Monday, January 3, 2011

AN OVERVIEW OF 20TH CENTURY ARCHITECTURE PART III: The Rancher Rides Into Town

The housing shortage that followed the close of World War II brought a spate of mass-produced, sparsely-detailed but laudably affordable tract developments such as New York’s pioneering Levittown.  By the mid 1950s, however, such modest designs were already being displaced by the rambling, low-slung California Rancher, a home style that better reflected the vast wealth and national pride during of the postwarera.  With its precedent-setting double garage, the Rancher glorified conspicuous consumption, but at the same time was kept literally down-to-earth by a rough simplicity that bespoke traditional Yankee values.

Around this time, more populist brand of Modernism made an appearance with the astoundingly progressive designs of California developer Joseph Eichler.  With their flat roofs, bold facades, and broad sweeps of plate glass, Eichler homes drew heavily on Bauhaus tenets, and found tremendous appeal among architecturally sophisticated tract buyers.  Sadly, there weren’t a whole lot of the latter, and Eichler went broke in 1967. 

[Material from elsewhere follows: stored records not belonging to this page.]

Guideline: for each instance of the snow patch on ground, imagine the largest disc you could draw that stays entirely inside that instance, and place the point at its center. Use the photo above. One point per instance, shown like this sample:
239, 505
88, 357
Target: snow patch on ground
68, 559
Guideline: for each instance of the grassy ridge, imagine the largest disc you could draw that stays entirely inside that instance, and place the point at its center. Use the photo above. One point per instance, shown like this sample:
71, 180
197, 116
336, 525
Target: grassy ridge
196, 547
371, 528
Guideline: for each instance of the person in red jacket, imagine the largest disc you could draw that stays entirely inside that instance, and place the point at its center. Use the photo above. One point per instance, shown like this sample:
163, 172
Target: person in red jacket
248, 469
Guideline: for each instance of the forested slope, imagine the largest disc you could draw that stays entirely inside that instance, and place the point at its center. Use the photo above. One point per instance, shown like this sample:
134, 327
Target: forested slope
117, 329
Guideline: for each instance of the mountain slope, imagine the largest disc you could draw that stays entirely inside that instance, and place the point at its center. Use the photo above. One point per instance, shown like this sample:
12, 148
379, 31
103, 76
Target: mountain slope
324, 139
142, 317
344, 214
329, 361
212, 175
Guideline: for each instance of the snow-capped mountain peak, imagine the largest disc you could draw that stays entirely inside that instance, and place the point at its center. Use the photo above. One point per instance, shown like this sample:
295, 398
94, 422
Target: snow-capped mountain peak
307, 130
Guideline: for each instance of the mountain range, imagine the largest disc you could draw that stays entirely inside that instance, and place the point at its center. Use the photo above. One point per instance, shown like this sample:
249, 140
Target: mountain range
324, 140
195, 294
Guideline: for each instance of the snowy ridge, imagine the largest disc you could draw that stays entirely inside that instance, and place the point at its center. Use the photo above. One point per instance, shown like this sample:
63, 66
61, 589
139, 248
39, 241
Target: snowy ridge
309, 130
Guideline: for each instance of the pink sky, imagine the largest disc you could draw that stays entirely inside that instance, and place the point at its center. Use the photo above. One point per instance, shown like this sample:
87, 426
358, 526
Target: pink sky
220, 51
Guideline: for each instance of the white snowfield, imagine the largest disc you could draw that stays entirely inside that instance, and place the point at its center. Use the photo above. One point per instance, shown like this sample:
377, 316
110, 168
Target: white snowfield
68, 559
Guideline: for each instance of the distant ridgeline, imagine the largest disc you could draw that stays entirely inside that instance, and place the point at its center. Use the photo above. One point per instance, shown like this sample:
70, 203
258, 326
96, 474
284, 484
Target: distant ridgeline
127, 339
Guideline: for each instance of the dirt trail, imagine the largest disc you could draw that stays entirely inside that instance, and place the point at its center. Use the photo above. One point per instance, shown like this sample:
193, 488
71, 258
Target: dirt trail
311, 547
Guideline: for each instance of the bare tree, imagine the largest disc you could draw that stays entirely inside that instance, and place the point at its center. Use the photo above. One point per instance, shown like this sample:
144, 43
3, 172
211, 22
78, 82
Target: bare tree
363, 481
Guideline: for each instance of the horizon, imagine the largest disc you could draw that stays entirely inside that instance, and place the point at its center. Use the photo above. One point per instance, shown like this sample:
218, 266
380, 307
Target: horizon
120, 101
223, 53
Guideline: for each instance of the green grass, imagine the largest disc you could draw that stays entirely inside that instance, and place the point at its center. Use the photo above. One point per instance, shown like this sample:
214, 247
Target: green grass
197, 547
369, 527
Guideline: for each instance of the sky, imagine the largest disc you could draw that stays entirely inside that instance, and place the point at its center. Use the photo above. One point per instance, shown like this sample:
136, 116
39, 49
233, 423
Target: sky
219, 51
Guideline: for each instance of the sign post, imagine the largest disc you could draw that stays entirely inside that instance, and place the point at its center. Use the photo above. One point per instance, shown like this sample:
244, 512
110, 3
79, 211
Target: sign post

The 60s were a turbulent decade, and architectural trends proved no exception.  While most houses continued along the well-worn Rancher rut, architects of custom homes were happy to experiment with grid-paper Rationalism, icebox Minimalism, cast-concrete Brutalism—in fact just about any ism that came down the pike.  

Perhaps the most influential of these Modernist ideas also came from California, though from a far less probably source:  the tiny coastal village of Gualala, where architect Charles Moore was building a unique development known as the Sea Ranch.  Its houses featured artful arrangments of shed-roofed cubes clad in cedar siding, and this completely fresh approach had enormous influence on residential architecture well into the 70s.  Sea-Ranch inspired designs were especially popular in hilly wooded areas, where their craggy outlines looked wonderful peaking out of the treetops. 

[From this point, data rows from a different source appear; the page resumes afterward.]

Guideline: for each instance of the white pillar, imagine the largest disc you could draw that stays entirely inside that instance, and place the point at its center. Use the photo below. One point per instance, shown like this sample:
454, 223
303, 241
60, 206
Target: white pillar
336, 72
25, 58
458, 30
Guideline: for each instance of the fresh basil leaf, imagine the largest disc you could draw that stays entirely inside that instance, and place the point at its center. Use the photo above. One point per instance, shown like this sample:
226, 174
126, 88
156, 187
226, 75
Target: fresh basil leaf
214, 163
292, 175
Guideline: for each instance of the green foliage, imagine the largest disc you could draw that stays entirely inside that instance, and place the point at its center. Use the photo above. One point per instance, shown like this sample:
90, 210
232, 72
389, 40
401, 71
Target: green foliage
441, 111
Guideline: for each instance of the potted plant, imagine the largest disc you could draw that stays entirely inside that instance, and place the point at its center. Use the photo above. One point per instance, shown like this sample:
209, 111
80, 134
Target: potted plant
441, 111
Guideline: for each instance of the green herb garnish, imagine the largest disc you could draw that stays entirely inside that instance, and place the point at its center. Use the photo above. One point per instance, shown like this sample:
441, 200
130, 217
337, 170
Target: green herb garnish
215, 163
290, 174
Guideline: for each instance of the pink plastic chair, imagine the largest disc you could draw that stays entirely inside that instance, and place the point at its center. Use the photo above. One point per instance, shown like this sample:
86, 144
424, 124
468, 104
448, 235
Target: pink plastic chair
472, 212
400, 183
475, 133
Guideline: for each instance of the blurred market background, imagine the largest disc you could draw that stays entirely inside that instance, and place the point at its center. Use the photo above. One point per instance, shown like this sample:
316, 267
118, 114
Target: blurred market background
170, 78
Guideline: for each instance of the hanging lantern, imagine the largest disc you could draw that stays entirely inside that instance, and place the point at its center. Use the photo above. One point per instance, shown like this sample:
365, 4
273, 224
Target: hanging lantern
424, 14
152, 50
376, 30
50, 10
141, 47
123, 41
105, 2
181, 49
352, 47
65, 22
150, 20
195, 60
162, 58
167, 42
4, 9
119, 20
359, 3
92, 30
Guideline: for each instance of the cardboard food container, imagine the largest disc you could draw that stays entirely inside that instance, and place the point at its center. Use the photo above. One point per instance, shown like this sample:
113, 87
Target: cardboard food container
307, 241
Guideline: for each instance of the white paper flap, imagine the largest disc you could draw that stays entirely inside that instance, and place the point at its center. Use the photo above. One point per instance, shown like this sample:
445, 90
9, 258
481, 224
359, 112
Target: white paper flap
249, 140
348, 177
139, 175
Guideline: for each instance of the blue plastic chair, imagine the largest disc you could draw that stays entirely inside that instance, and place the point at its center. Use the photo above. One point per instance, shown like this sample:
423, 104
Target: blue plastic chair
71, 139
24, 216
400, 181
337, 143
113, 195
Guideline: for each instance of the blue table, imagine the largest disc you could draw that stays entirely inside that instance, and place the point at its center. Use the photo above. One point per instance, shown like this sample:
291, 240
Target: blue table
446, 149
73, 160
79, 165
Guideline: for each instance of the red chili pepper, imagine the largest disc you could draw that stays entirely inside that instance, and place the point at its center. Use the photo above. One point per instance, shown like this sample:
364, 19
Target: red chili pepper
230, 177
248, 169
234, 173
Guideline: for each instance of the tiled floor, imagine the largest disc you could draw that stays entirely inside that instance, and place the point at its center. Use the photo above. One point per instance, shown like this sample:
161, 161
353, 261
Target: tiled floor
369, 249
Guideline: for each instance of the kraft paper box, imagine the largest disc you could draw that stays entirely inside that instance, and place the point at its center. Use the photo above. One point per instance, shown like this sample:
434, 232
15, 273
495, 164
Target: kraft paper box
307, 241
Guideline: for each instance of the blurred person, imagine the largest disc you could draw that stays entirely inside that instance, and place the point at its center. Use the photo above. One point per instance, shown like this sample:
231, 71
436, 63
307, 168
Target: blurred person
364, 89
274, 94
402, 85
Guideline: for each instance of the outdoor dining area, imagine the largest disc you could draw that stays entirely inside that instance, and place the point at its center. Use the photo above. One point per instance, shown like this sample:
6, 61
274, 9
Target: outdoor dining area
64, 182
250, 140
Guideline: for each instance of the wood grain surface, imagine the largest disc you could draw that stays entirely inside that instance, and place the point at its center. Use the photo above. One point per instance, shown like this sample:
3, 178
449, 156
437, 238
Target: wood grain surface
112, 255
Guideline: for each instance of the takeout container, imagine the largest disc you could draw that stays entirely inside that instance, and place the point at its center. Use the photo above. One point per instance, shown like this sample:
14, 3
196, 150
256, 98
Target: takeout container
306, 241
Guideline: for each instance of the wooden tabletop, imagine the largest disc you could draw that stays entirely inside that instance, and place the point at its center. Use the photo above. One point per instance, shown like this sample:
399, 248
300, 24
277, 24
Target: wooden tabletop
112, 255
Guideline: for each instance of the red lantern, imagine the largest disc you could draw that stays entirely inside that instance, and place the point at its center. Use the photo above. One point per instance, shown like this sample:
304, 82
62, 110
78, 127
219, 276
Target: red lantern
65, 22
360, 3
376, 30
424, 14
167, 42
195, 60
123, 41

The Sea Ranch’s inspiration came none too soon, because by the end of the 60s, the stalwart Rancher had just about run its course.  After two decades of popularity, people were finally tiring of its now-predictable floor plan, with rooms strung methodically along a seemingly endless central hall.  And in any case, the vast, flat-as-a-tabletop building sites that were required to show these sprawling homes to best advantage were growing few and far between.  

A version of the Rancher in which the floor levels were offset by a half-story offered an interim solution to these problems, and the so-called “split-level” became the very embodiment of modernity during 1960s.  Even the most diminutive hillock provided a fine excuse to build a split level, and throughout the decade such houses could be seen marching up sloping sites across America.  

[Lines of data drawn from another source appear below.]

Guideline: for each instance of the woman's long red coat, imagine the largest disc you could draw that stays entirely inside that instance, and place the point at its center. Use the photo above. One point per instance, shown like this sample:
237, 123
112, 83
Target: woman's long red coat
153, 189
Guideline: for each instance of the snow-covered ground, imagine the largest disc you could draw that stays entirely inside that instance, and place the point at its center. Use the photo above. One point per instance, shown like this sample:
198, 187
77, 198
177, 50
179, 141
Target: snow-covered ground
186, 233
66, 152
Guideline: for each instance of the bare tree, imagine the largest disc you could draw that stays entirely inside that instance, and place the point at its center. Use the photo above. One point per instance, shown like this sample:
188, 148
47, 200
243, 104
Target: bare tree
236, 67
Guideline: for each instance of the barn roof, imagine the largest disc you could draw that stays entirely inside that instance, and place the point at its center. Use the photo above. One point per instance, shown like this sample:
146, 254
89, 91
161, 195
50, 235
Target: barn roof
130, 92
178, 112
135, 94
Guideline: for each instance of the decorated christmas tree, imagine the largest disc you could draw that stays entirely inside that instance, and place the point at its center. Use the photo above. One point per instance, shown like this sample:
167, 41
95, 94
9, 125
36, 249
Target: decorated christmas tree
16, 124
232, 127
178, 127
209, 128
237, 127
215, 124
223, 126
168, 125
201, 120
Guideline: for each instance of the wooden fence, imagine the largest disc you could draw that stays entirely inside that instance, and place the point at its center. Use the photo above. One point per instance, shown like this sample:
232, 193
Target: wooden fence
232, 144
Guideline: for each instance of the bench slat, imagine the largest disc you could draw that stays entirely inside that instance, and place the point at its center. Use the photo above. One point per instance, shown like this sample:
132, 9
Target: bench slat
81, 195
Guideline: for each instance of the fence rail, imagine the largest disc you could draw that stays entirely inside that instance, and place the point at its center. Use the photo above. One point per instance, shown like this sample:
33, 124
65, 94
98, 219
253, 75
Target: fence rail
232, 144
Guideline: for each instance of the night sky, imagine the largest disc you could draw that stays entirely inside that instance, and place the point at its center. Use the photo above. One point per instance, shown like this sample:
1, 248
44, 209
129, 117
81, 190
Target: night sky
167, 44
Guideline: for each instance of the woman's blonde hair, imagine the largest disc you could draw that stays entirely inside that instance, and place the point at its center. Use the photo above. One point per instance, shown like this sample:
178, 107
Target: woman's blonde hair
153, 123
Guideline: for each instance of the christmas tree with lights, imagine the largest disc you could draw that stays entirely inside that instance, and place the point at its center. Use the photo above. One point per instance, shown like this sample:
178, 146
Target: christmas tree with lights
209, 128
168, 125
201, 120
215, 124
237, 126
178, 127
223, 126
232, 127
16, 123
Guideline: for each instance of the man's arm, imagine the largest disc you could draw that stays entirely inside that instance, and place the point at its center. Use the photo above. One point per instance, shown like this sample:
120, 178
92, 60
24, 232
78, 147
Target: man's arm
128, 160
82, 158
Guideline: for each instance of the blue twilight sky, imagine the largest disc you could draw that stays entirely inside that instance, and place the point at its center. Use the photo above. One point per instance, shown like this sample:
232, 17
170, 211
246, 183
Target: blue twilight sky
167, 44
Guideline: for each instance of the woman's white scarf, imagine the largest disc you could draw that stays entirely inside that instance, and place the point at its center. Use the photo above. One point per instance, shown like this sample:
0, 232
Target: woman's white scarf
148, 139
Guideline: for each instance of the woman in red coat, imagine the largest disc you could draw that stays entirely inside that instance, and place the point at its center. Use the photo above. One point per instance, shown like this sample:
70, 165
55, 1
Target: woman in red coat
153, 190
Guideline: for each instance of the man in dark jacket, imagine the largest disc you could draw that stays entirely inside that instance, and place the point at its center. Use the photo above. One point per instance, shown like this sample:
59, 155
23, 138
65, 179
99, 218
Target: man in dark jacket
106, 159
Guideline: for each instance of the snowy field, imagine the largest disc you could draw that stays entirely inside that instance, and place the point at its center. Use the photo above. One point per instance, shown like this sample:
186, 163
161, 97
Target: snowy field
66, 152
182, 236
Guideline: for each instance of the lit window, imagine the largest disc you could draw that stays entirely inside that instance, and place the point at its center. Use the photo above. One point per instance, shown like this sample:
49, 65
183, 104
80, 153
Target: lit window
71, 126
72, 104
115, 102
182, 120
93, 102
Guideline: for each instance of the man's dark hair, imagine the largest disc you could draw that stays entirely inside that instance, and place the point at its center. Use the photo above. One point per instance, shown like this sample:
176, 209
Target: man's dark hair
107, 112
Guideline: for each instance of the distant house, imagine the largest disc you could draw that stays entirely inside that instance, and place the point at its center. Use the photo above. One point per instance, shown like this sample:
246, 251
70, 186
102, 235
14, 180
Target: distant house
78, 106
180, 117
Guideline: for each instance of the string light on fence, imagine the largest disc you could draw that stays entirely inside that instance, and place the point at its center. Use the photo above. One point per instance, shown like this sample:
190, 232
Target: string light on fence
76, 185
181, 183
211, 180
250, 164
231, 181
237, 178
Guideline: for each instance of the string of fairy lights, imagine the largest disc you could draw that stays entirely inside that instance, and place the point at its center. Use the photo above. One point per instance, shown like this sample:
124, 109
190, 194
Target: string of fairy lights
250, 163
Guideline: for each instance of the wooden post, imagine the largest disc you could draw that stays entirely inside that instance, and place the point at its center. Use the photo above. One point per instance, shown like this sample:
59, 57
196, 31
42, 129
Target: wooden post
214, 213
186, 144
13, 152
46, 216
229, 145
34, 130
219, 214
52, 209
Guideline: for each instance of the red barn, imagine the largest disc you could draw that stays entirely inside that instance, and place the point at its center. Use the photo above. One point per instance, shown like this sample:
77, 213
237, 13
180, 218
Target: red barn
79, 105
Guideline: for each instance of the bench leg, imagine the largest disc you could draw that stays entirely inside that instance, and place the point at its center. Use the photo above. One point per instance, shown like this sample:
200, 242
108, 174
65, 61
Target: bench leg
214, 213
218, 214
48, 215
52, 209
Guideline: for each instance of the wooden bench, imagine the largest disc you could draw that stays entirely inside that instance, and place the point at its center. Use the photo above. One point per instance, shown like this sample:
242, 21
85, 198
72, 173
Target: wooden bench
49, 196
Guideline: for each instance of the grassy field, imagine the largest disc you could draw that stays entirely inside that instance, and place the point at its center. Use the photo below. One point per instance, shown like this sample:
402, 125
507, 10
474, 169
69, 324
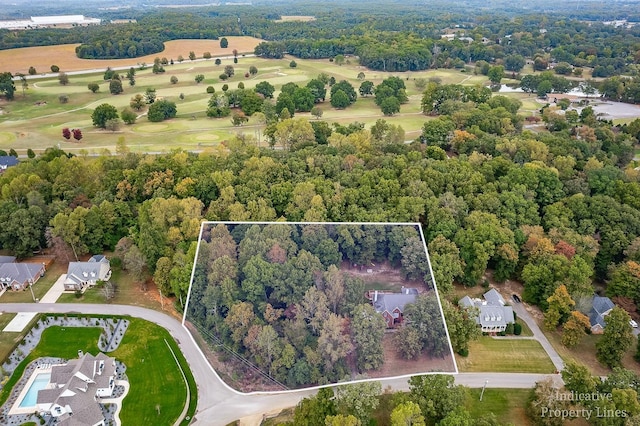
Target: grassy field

In the suburbs, however, developers began to focus on two-story floor plans as a way to accommodate ever-bigger homes on ever-tighter lots.  This in turn led rather naturally to more traditional styles coming to the fore—Spanish Revival, Half-timber, even some rather scrawny-looking Colonials.  These timid early attempts at traditionalism were almost laughably two-dimensional, yet they were the first harbinger of the tidal wave of traditional architecture that would swamp Modernism by the end of the century.

The Baby Boom generation, having grown up in ornament-challenged Ranchers and been schooled in flat-topped boxes, now hungered for tradition with a vengeance.